Helga eut un tressaillement. Elle eût voulu jeter ses bras autour du cou de Gudmund, mais elle ne bougea pas. Aujourd'hui c'était son devoir de rester raisonnable.

—Il est bien vrai que je n'aurais pas dû te demander de devenir ma femme le jour même, où je dois aller en prison, mais vois-tu, si je savais que tu veuilles attendre ma libération, je supporterais toutes ces horreurs d'un cœur léger.

—Ce n'est pas à moi de t'attendre, Gudmund.

—Tout le monde va dès maintenant me considérer comme un malfaiteur, un individu qui boit et qui assassine. Mais s'il y avait une seule personne pour me regarder avec amour! C'est cela qui me soutiendrait plus que toute autre chose.

—Tu sais que je ne penserai jamais que du bien de toi, Gudmund.
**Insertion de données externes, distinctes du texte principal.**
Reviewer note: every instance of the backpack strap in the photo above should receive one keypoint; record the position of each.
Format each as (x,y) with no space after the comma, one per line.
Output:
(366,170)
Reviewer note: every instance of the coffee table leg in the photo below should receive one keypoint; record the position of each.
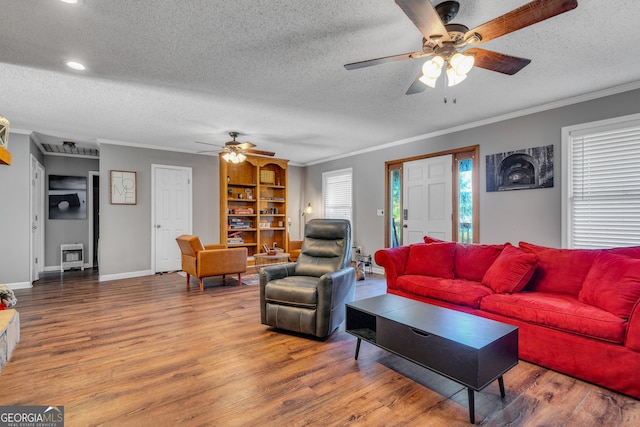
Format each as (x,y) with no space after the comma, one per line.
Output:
(501,384)
(472,408)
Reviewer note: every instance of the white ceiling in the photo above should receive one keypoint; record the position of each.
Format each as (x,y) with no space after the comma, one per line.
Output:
(168,72)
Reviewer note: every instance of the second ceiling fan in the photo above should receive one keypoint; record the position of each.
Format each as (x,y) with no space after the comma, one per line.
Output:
(445,42)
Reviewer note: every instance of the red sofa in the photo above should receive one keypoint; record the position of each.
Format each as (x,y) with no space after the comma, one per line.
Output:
(577,310)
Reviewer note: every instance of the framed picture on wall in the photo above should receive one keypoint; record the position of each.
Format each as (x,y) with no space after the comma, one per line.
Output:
(123,188)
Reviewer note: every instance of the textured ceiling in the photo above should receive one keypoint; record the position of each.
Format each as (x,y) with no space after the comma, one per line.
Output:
(169,73)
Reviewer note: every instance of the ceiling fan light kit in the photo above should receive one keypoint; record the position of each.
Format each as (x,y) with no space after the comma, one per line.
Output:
(234,157)
(446,42)
(234,151)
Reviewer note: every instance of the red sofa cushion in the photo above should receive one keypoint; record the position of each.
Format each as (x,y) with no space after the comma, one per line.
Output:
(456,291)
(435,259)
(511,271)
(558,311)
(472,261)
(559,270)
(612,284)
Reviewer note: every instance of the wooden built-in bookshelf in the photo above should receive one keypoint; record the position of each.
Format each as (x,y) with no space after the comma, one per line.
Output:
(253,203)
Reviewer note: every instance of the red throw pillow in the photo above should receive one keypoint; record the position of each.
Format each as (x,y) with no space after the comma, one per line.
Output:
(473,260)
(434,259)
(612,284)
(511,271)
(559,270)
(428,239)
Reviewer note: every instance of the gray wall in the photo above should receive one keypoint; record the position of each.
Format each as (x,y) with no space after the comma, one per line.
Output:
(60,231)
(125,230)
(529,215)
(295,200)
(15,228)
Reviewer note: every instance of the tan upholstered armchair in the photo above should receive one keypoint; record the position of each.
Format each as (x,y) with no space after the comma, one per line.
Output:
(202,261)
(309,296)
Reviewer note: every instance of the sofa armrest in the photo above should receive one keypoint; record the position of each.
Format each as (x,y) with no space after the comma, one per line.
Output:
(394,261)
(632,340)
(214,246)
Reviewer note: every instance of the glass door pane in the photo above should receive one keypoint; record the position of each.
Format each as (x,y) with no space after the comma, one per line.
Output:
(465,201)
(395,202)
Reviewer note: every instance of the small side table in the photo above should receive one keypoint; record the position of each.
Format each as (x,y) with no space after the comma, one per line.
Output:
(265,259)
(367,260)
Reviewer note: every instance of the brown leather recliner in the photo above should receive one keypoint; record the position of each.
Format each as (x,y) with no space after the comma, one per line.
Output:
(202,261)
(309,296)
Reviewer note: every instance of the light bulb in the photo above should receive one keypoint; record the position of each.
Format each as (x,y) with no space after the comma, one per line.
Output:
(462,64)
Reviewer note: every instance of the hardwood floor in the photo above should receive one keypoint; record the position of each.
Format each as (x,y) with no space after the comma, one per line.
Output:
(149,352)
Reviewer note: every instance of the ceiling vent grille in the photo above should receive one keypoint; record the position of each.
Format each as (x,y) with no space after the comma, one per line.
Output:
(71,149)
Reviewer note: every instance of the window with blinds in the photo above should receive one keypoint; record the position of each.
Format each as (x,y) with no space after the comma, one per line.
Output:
(337,194)
(603,185)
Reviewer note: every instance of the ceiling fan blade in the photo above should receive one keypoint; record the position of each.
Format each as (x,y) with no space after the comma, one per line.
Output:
(494,61)
(416,87)
(528,14)
(261,153)
(424,16)
(209,144)
(378,61)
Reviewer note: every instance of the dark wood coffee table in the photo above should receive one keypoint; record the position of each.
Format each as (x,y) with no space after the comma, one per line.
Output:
(470,350)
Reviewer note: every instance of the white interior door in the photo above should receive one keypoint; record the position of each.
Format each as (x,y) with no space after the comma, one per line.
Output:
(36,213)
(171,214)
(427,199)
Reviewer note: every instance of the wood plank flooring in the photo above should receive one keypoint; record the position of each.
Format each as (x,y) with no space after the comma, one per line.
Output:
(149,352)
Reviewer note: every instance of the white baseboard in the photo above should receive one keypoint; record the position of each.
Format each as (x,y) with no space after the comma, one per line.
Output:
(128,275)
(19,285)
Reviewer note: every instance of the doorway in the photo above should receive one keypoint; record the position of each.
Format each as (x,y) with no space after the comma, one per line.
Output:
(36,208)
(463,193)
(171,214)
(427,202)
(93,197)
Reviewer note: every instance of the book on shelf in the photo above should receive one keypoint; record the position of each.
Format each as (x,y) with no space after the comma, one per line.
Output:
(243,211)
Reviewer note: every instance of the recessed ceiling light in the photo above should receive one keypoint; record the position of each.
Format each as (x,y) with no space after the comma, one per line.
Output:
(75,65)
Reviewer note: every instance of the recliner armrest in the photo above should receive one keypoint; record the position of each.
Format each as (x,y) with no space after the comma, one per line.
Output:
(334,290)
(336,285)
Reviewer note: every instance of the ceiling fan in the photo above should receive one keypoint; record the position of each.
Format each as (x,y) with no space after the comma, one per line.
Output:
(234,151)
(445,42)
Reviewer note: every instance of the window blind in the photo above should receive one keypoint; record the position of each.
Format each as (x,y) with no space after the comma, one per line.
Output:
(337,194)
(605,186)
Helga se faisait très douce. Les prières de Gudmund étaient bien près d'avoir raison d'elle. Elle ne savait plus comment lui échapper, mais Gudmund n'en comprit rien, bien au contraire, il commença à croire qu'il s'était trompé. Elle ne devait pas avoir pour lui les mêmes sentiments qu'il avait pour elle. Il s'approcha près d'elle et la regarda comme s'il eût voulu voir le fond de son âme.

—N'as-tu pas choisi cette roche, exprès pour pouvoir voir Närlunda?

—Oui, c'est cela.

—Est-ce que tu n'y penses pas, jour et nuit?

—Si, mais je ne regrette personne en particulier.

—Et moi, je te suis donc complètement indifférent?

—Oh non, mais je ne veux pas me marier avec toi.

—Qui est-ce donc que tu aimes?

Helga ne répondit pas.

—Est-ce Per Mortensson?

—Oui, j'ai bien dit que je l'aime, n'est-ce pas? dit-elle à bout de forces.

Gudmund resta quelques moments à lui faire des yeux farouches:

—Eh bien, il faut donc nous quitter. Dorénavant nos chemins ne vont plus se rencontrer.

Et, sur ces mots, il se mit à descendre rapidement, de gradin en gradin, et bientôt il disparut sous les arbres.